Ох, Мэдди, Мэдди... То были последние мирные моменты моих выходных. Кроме того, они снова устроили допрос той француженке. Я лежала, прижавшись носом к щели под дверью, — я рыдала, ведь то было единственное место, излучавшее свет, — и видела ее ноги, пока они волокли ее по коридору (красивые ноги — она всегда была босиком).
После тех фотографий я не могла спокойно спать, и, как я уже говорила, моя комната соседствовала с той, которую использовали для пыток и прочих мучений. Даже будь у меня перина, глухота была бы единственным выходом, чтобы уснуть.

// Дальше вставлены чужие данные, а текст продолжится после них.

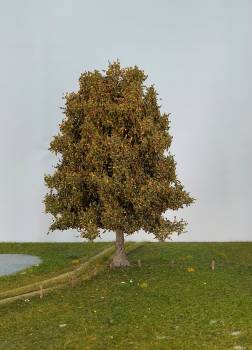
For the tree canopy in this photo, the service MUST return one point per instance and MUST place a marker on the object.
(112, 172)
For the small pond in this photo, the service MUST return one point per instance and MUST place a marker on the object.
(11, 263)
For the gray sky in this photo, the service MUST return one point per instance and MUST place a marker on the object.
(198, 54)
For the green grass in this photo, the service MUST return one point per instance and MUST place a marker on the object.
(160, 306)
(56, 258)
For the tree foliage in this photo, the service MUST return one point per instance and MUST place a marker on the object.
(112, 172)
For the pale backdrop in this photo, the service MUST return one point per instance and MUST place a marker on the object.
(198, 54)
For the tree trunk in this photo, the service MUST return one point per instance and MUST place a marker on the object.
(120, 258)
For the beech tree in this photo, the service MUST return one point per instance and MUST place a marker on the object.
(112, 172)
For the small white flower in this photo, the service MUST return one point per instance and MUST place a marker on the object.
(213, 321)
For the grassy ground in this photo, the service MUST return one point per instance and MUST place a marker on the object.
(56, 258)
(174, 302)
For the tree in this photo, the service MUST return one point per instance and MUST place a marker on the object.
(112, 173)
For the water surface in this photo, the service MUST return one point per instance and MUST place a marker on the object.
(11, 263)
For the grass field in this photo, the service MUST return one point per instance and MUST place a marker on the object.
(173, 301)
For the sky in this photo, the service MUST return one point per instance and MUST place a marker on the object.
(198, 54)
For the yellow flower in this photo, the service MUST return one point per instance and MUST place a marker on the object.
(190, 269)
(144, 285)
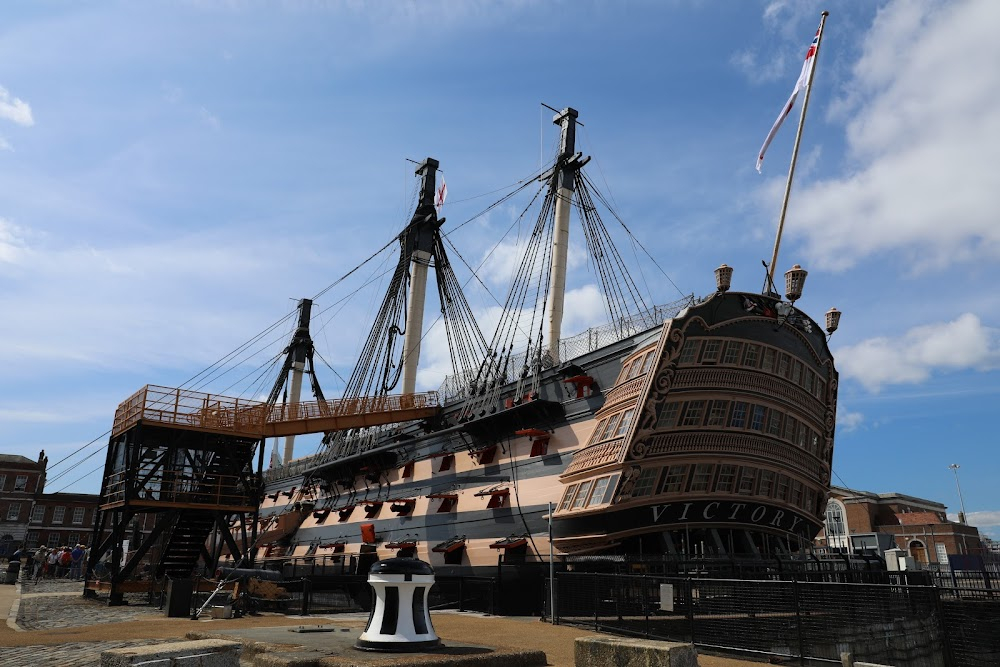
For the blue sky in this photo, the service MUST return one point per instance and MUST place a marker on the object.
(174, 174)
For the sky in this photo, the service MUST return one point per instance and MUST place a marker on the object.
(175, 175)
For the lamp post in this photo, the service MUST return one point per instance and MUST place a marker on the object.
(961, 517)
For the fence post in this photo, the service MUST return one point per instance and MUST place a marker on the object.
(949, 659)
(597, 600)
(690, 596)
(306, 595)
(798, 620)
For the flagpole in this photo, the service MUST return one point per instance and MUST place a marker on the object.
(795, 154)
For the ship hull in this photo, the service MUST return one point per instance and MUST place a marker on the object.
(726, 452)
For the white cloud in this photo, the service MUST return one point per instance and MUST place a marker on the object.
(849, 421)
(12, 245)
(923, 111)
(15, 109)
(964, 343)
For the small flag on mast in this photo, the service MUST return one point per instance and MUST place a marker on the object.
(440, 195)
(804, 79)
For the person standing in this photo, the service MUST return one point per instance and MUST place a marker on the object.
(76, 561)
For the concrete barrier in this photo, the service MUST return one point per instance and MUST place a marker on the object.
(624, 652)
(199, 653)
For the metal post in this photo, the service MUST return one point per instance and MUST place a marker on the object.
(798, 621)
(552, 572)
(954, 468)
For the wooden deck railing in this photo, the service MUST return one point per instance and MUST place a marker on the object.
(183, 408)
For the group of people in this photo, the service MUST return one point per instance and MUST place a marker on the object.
(54, 563)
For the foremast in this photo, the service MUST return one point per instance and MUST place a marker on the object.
(418, 242)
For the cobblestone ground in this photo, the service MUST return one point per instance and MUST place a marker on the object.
(75, 654)
(60, 604)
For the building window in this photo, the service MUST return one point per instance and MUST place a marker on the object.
(727, 475)
(717, 413)
(766, 483)
(702, 477)
(748, 476)
(710, 354)
(693, 413)
(568, 497)
(674, 481)
(836, 525)
(689, 352)
(668, 418)
(739, 418)
(732, 355)
(645, 482)
(581, 495)
(597, 497)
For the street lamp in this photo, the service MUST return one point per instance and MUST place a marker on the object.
(961, 517)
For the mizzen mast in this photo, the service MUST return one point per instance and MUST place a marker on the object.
(563, 182)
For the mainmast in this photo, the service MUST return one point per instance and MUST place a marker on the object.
(564, 184)
(418, 243)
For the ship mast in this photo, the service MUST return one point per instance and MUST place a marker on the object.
(419, 243)
(564, 184)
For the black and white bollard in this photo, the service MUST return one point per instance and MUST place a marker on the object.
(400, 620)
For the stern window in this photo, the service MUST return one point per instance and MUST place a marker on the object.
(644, 483)
(581, 495)
(674, 482)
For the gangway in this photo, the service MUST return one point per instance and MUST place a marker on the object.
(187, 458)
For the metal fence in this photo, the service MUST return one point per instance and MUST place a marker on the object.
(809, 621)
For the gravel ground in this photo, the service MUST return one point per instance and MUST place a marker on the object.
(65, 629)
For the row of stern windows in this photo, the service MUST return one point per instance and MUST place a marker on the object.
(755, 356)
(721, 413)
(728, 479)
(59, 514)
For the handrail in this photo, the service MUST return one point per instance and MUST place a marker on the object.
(197, 410)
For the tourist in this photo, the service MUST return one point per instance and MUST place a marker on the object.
(51, 562)
(76, 561)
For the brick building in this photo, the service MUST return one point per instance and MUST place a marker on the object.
(861, 520)
(31, 517)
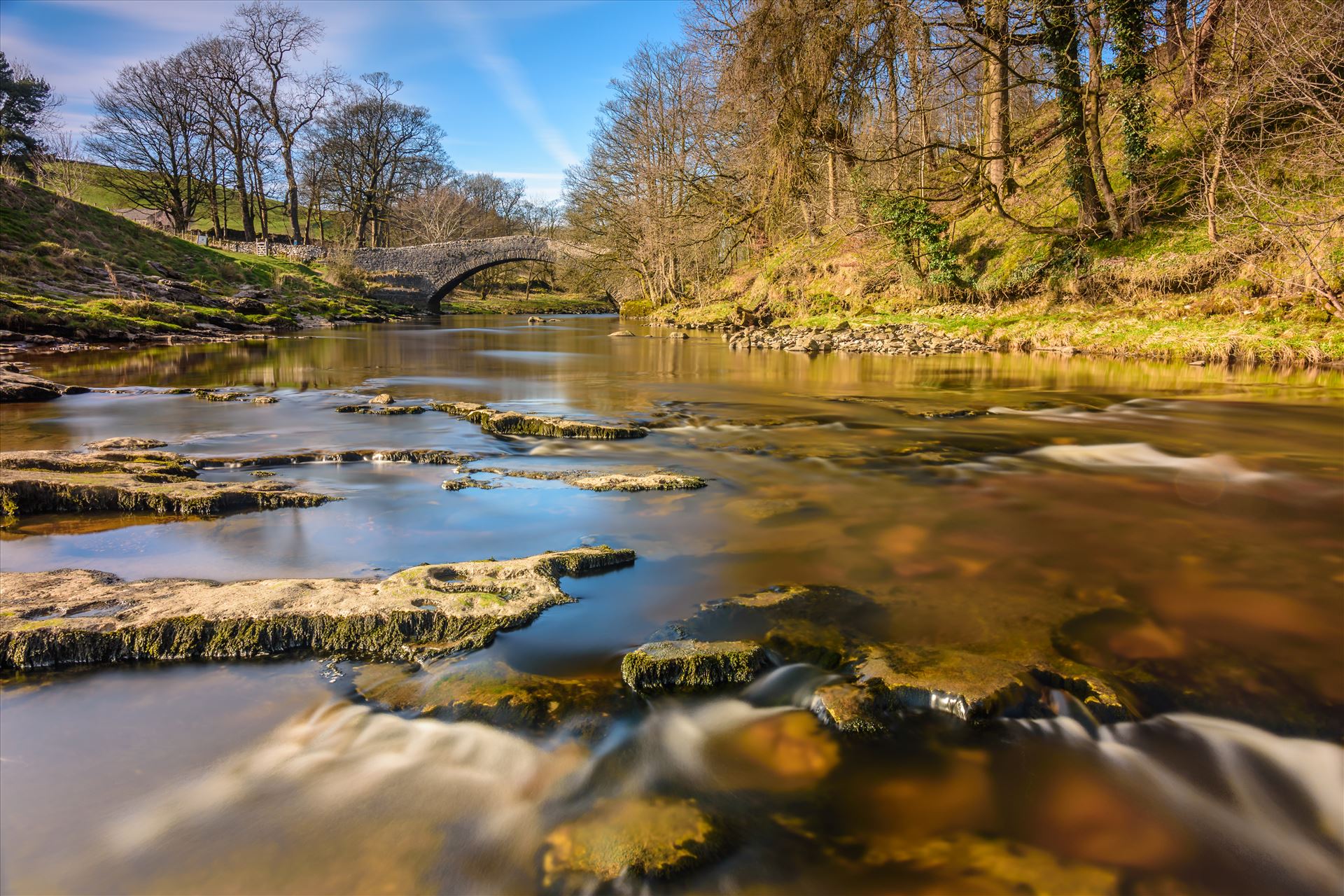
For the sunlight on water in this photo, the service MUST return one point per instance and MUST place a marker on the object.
(1174, 532)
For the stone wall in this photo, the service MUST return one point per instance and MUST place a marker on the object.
(302, 254)
(435, 269)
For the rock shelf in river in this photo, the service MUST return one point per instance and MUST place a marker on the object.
(130, 481)
(600, 481)
(86, 617)
(650, 837)
(851, 633)
(517, 424)
(17, 386)
(895, 339)
(691, 665)
(381, 409)
(359, 456)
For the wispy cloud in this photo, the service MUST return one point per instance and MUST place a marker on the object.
(508, 80)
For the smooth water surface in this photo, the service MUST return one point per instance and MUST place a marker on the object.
(981, 501)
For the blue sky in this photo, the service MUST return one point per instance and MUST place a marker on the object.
(515, 83)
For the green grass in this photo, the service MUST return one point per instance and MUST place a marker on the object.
(100, 190)
(48, 246)
(463, 302)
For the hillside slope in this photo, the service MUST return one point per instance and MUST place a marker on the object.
(1167, 293)
(71, 270)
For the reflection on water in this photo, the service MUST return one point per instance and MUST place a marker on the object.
(343, 798)
(1176, 528)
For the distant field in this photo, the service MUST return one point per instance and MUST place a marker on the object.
(100, 190)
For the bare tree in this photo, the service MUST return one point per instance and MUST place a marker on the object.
(379, 150)
(151, 131)
(276, 35)
(61, 167)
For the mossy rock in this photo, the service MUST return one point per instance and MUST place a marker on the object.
(691, 665)
(654, 837)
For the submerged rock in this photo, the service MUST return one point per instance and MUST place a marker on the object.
(598, 481)
(650, 837)
(489, 691)
(17, 386)
(124, 444)
(136, 481)
(359, 456)
(691, 665)
(465, 482)
(515, 424)
(375, 409)
(80, 615)
(839, 629)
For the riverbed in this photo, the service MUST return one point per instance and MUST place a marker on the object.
(1176, 528)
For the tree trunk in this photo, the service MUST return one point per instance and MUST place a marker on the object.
(1175, 23)
(1059, 27)
(292, 194)
(1200, 46)
(244, 202)
(1093, 112)
(214, 187)
(997, 111)
(832, 210)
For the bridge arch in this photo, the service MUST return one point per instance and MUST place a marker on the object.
(433, 270)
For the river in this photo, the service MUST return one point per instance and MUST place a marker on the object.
(1176, 527)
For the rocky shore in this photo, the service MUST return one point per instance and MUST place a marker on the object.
(18, 386)
(88, 617)
(130, 481)
(515, 424)
(895, 339)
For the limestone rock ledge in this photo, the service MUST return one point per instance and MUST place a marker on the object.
(130, 481)
(691, 665)
(17, 386)
(85, 617)
(517, 424)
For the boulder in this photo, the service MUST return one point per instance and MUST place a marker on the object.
(691, 665)
(83, 615)
(651, 837)
(124, 444)
(26, 387)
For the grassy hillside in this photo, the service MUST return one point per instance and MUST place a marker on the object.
(99, 188)
(1166, 293)
(69, 267)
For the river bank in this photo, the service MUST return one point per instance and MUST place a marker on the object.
(1142, 332)
(869, 621)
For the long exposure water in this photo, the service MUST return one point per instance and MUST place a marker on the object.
(1177, 528)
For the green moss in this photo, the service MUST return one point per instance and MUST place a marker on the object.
(691, 665)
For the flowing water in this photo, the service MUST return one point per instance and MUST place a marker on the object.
(1177, 528)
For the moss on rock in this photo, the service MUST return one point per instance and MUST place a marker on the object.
(130, 481)
(652, 837)
(600, 481)
(515, 424)
(691, 665)
(108, 620)
(381, 409)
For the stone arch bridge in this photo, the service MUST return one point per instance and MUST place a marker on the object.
(422, 276)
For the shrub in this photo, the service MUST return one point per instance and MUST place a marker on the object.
(340, 272)
(913, 223)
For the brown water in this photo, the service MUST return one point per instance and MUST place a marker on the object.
(1179, 528)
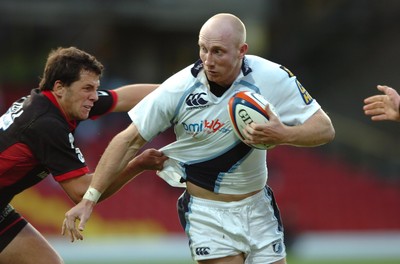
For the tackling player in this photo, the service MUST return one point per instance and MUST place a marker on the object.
(37, 139)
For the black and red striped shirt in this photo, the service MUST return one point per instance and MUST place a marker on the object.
(37, 140)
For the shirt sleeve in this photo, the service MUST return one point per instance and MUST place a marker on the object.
(53, 146)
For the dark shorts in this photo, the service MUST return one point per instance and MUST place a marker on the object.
(11, 223)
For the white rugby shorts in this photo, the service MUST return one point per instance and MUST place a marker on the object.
(219, 229)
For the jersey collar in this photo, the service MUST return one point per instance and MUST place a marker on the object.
(198, 66)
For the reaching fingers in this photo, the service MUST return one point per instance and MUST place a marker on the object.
(69, 228)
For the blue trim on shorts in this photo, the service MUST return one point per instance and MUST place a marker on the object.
(275, 207)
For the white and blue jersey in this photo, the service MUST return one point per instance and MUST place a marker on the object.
(206, 151)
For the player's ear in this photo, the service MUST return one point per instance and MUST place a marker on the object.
(58, 88)
(269, 111)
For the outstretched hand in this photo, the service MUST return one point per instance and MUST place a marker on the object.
(383, 106)
(81, 212)
(269, 133)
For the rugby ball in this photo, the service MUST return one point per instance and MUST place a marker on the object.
(245, 108)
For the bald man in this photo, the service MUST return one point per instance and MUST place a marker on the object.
(227, 209)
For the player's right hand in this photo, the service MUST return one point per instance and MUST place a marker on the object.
(81, 212)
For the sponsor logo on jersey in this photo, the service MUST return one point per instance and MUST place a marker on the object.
(196, 100)
(303, 92)
(202, 251)
(102, 93)
(206, 126)
(277, 246)
(12, 113)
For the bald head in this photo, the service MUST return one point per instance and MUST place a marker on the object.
(225, 26)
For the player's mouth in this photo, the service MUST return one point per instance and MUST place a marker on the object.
(87, 107)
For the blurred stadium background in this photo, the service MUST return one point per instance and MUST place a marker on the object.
(339, 202)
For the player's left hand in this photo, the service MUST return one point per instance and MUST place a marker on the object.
(80, 212)
(270, 133)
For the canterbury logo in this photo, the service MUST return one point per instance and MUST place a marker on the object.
(202, 251)
(196, 99)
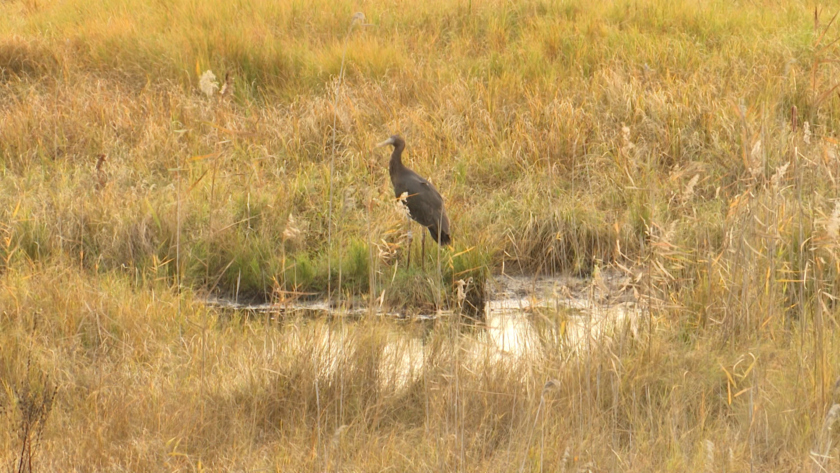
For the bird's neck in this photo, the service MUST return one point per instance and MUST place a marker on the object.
(395, 164)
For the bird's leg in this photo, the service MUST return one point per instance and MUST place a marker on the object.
(408, 264)
(423, 253)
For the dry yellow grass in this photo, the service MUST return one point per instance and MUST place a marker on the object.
(690, 144)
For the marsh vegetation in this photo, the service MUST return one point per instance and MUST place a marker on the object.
(154, 154)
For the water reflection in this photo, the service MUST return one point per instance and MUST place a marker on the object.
(526, 318)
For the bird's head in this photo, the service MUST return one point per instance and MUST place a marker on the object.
(394, 140)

Следующим утром трое солдат заковали меня в цепи — в цепи! — и потащили в подвал, где, я была уверена, меня расчленят. Но нет, мы оказались на кухне — буквально на кухне этой опороченной гостиницы — где они варили великолепный капустный суп цвета помоев. (Хлеб они здесь не пекли — тот, что давали нам, явно был выброшен кем-то другим.) По всей видимости, кухарку, которая чистила плошки, сметала с полов опилки и посыпала взамен них опилки не такие плесневелые, подвозила дрова и уголь, опустошала ночные горшки пленных, чистила картошку на суп для офицеров Гестапо (и мне нравится думать, что между последними двумя делами она не мыла руки) и так далее, уволили. Точнее, ее арестовали и отправили в тюрьму — очевидно, не в эту — потому что она украла несколько кочанов капусты. В любом случае, со вчерашнего или даже позавчерашнего дня им нужен был кто-то другой для выполнения столь сложных задач, пока они не нашли другую ломовую лошадь взамен предыдущей.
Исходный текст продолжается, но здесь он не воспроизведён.